Writing in Chemistry - An Asian Journal, Wim Dehaen and colleagues at the Catholic University Leuven, University of Mons, Belgium, and colleagues at Lanzhou University, China, describe the preparation of difluoroboron dipyrromethene (BODIPY)-based dyes with increasing conformational rigidity that have absorption in the visible region of the spectrum.
Boron times ahead
Formally, the BODIPY core is 4,4-difluoro-4-bora-3a,4a-diaza-s-indacene in which a dipyrromethene is complexed with a disubstituted boron atom, usually a BF2 unit.
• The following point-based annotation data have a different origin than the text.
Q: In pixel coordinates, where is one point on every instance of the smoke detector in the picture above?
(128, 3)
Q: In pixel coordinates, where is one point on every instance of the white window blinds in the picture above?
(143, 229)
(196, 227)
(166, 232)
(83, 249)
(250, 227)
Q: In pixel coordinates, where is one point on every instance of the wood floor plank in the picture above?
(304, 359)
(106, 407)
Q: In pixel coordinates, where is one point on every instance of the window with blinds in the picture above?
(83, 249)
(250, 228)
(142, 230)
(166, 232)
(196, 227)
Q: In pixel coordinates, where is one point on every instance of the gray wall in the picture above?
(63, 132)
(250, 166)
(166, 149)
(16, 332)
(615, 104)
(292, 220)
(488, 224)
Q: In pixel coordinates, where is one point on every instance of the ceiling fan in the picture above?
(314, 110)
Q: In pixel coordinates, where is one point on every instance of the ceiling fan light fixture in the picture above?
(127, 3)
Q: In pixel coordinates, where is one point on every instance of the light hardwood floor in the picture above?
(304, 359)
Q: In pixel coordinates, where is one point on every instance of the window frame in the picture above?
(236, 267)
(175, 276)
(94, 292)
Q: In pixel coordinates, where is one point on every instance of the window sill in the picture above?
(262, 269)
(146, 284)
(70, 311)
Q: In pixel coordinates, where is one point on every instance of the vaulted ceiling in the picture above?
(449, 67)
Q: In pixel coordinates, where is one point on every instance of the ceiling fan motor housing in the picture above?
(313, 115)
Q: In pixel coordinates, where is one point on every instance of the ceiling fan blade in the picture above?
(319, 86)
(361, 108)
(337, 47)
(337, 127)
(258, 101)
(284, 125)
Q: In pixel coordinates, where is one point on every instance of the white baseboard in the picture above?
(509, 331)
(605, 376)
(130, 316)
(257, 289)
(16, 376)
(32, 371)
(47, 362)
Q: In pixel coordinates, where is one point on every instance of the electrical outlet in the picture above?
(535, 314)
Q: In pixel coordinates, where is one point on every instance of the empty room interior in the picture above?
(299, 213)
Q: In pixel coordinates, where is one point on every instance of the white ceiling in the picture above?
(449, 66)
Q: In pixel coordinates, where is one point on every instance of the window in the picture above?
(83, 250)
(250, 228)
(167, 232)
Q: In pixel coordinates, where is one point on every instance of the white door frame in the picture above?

Due to instability of the required unsubstituted dipyrromethene precursor, the unsubstituted BODIPY dye was not synthesised until 2009 at which point three independent groups published different approaches to the compound.
According to Dehaen, a substantial number of BODIPY dye analogues have been produced since the 1960s, mainly by extending the conjugation of the system using aryl substituents. These various substituted BODIPY dyes show red shifts of more than 100 nanometres but have only low to moderate fluorescence quantum yields because of the non-radiative decay arising from their non-rigid structure. Recently, however, chemists have turned to alkenyl, and even more recently alkynyl substituents that produce large red shifts and have rigidity because of their bonding, a triple bond in the latter case, that boosts their quantum yields.
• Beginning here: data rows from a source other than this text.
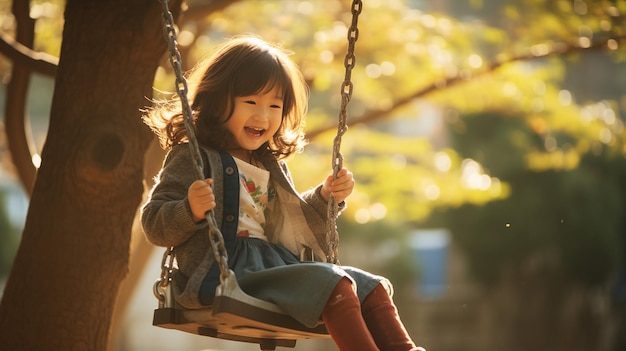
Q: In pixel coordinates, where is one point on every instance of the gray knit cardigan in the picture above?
(167, 221)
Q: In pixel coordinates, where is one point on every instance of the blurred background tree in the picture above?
(501, 120)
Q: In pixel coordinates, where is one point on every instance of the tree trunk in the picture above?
(75, 246)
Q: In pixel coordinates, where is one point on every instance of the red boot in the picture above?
(383, 322)
(344, 322)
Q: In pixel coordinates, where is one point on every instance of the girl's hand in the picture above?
(340, 188)
(201, 198)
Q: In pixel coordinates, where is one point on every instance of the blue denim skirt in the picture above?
(272, 273)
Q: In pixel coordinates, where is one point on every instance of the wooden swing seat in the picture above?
(237, 316)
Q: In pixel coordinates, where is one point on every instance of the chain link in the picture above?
(332, 237)
(215, 236)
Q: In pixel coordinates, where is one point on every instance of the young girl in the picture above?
(248, 101)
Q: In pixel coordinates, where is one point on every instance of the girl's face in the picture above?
(254, 121)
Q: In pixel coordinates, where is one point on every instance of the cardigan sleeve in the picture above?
(166, 216)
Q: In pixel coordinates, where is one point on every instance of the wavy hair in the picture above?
(242, 66)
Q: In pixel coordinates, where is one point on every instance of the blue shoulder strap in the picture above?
(230, 220)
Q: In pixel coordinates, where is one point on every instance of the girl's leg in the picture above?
(381, 317)
(344, 322)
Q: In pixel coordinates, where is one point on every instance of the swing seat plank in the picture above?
(237, 316)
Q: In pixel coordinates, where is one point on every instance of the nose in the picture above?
(262, 113)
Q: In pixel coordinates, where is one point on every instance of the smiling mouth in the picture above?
(257, 132)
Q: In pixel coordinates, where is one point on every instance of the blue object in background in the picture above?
(429, 248)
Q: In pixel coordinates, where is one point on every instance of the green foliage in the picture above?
(565, 220)
(9, 239)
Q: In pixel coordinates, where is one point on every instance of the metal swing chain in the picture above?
(332, 237)
(215, 236)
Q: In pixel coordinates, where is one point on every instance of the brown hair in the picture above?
(242, 66)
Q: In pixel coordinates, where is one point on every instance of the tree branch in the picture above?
(18, 139)
(564, 49)
(36, 61)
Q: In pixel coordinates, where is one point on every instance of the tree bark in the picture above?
(75, 246)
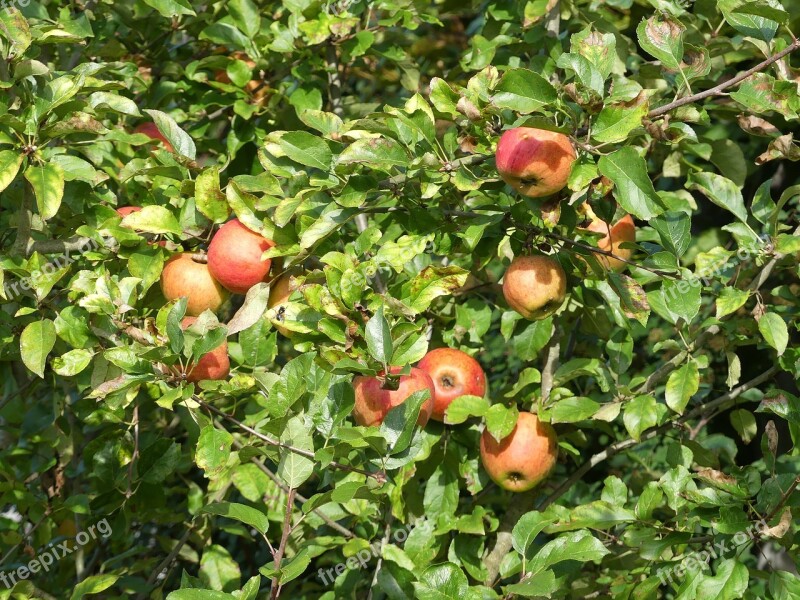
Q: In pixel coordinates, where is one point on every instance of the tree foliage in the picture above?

Researchers have even managed to nudge BODIPY dyes into the near-infrared by functionalizing the peripheral aromatic rings core using heterocycles. Unfortunately, these materials require complex multi-step syntheses to produce the fused-ring pyrrole starting materials; moreover, they restricted to symmetrical frameworks for synthetic reasons.
BODIPY dyes
Now, Dehaen and colleagues have synthesised two BODIPY dyes from a conformationally unconstrained indacene using a relatively simple intramolecular benzofuran formation reaction catalysed by palladium. The team explains that these new dyes have restricted rotation of their phenoxy moieties, and thus absorb and fluoresce more intensely at longer wavelengths relative to their unrestricted analogues. It is the reduction in conformational flexibility that also endow them with markedly higher fluorescence quantum yields. The team has now carried out quantum mechanics calculations on their compounds to underpin the experimental findings. The calculations were, in turn, corroborated by X-ray diffraction data that revealed a progressive increase in the planarity of the chromophore associated with increasing conformational rigidity.
The team adds that they have also examined the effect of the molecular structure on the visible absorption and fluorescence emission properties of the dyes as a function of solvent. To do this they used a new, generalized treatment of the solvent effect reported in 2009 by Javier Catalan of the Autonomic University of Madrid. (J Phys Chem B, 2009, 113, 5951-5960; http://pubs.acs.org/doi/abs/10.1021/jp8095727).
The Catalan approach considers dipolarity (SdP, a new scale), polarizability (SP), acidity (SA), and basicity (SB) of the solvent. Dehaen and colleagues found that applying this assessment revealed solvent polarizability to be the main factor in accounting for the small solvent-dependent shifts of the visible absorption and fluorescence emission bands of their dyes.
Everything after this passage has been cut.